A pollster is an individual or organization who conducts polls for the purpose of collecting data about demographic groups and voting blocs. He or she uses data to assess trends that have the potential to impact political campaigns and election cycles. Some pollsters their research as a public service to help voters stay informed. Others offer private services, collecting poll information to help campaigns form an election strategy. Still others gather voter information to try to predict an election’s outcome. A pollster may also be used by businesses to analyze market trends.
Many pollsters publish their findings for use as a public resource.
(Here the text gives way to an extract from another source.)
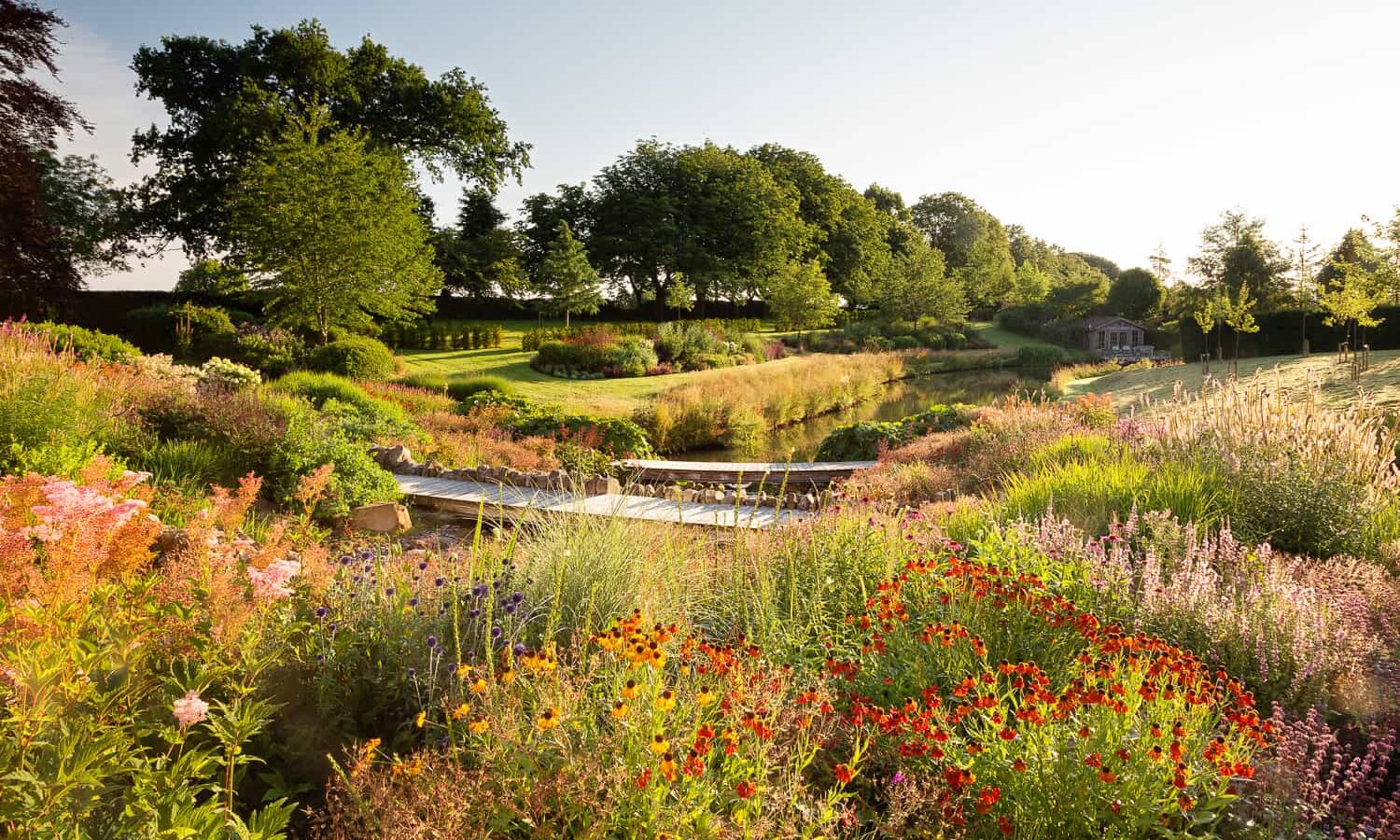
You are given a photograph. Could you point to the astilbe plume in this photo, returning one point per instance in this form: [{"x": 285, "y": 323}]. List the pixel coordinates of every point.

They are a useful tool for anyone who, for example, may have an interest in a president’s public approval rating; it also can show how much public support may be behind a particular legislative act.
To the public, people in this position may simply be regarded as one informative resource out of many, but for political candidates they’re a necessary part of constructing a winning campaign. A pollster who works privately for a campaign compiles specialized research in an attempt to learn as much as possible about voter demographics. By finding out voter preference and demographic trends, he or she may help a candidate and campaign staff put together the most effective election strategy.
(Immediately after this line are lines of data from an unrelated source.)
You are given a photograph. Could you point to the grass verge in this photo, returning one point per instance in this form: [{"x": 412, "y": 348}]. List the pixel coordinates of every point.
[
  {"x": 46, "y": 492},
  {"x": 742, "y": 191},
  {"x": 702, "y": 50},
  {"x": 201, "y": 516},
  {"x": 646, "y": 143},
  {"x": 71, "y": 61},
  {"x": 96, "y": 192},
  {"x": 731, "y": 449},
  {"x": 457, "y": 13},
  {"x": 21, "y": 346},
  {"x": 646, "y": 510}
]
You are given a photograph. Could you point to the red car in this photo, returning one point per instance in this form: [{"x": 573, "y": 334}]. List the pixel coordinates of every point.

Although many pollsters focus heavily on gathering pre-election opinion research, the polling doesn’t generally stop when voting starts. During voting, pollsters ask individuals who just cast their vote to reveal for whom they voted. This is called exit polling. Exit poll research is used as an indicator of what an ongoing election's outcome may be. News organizations, web sites and bloggers all use exit poll research.
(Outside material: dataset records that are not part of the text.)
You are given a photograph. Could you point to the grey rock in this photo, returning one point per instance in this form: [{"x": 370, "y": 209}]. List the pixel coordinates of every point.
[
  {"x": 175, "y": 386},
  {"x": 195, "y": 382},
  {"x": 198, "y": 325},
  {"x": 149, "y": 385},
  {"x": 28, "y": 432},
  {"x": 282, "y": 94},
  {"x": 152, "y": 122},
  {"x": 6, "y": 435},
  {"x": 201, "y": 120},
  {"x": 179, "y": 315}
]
Like any other poll, exit polls can be misleading; this occurs most often when polled voters aren't an accurate representation of the majority of votes cast. When Harry S. Truman defeated Thomas E. Dewey in the 1948 US presidential election, for example, it came as a shock to many of the media and public who had assumed, largely from errant exit polls, that Dewey was the winner. The Chicago Tribune was so duped that it infamously ran a headline proclaiming "Dewey Defeats Truman."